If you are carrying out real estate agency work and you, or someone connected to you personally or professionally, has an interest in the property or business being sold or wants to buy it, then you must follow specific procedures set out in the Act.
The Real Estate Act 2008 defines someone connected to you personally or professionally as:
- Any partner you may have under a partnership agreement
- Anyone in your employment
- A branch manager or salesperson engaged by you
- Your spouse or civil union or defacto partner
- Your child, grandchild, brother, sister, nephew or niece or their spouse or civil union or de factor partner
- A grandparent, a parent, or an aunt or uncle of the licensee or their partner (under a partnership agreement), their employee or a salesperson or branch manager engaged by them, or their partner (spouse, civil union, or de facto partner)
- Any other child cared for by you, your spouse or your civil union or de facto partner
- Your parent(s) or spouse of your parent(s) or their civil union or defacto partner
- Any entity that has an interest in you or in which you have an interest (that is not an entity listed on the New Zealand Stock Exchange)
- In the case of an agent that is a company, the above will include every officer and shareholder of the company
Disclosure to buyers
If you are engaged, directly or indirectly, in selling a property or business in which you, or anyone connected to you personally or professionally owns or has a financial interest, then you must disclose that conflict of interest to the buyer in writing and inform them if you or the person(s) connected to you will benefit financially from the transaction.

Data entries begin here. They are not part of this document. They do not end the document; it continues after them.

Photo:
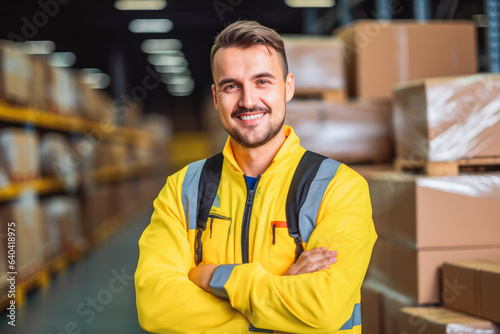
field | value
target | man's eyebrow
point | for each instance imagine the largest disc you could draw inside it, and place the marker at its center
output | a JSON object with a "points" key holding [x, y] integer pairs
{"points": [[255, 76], [226, 81], [263, 75]]}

There is a form below that you can use for this disclosure.
Disclosure to sellers
If you are engaged, directly or indirectly, in selling a property or business which you, or anyone connected to you personally or professionally, is interested in buying then you must take the steps below.
We also recommend that you no longer act for the seller and that another agent from your agency represents them. It is important that the seller has someone independent working for them to sell their property.
If you are a one-person agency, we recommend the seller goes to another agency or that you deal directly with the seller's lawyer.
Things you must do
You must inform the seller and get their consent
Before any transaction can go ahead, you must inform the seller of the conflict of interest in writing and ask them to sign the consent form below:
It is important that the seller has informed consent about the conflict of interest - simply declaring that there is a conflict and asking them to sign the form isn't enough. You must explain to the seller what the conflict means.
This means that having received disclosure from you, they give their consent to their property or business being sold to you or someone connected to you.
You must give the seller an independent valuation
You must provide the seller with a valuation of the property by an independent registered valuer or, if it is a business, by an independent chartered accountant.
This must be provided at your expense and is additional to the appraisal of the value of the property that you have already provided.
If the seller decides to sign the consent form before receiving the independent valuation
You must indicate a provisional valuation of the property on the consent form and then give the seller the valuation made by an independent registered valuer or chartered accountant within 14 days of them signing the consent form.
If the independent valuation is greater than the provisional valuation you have provided
The seller can cancel the contract for the sale of the property.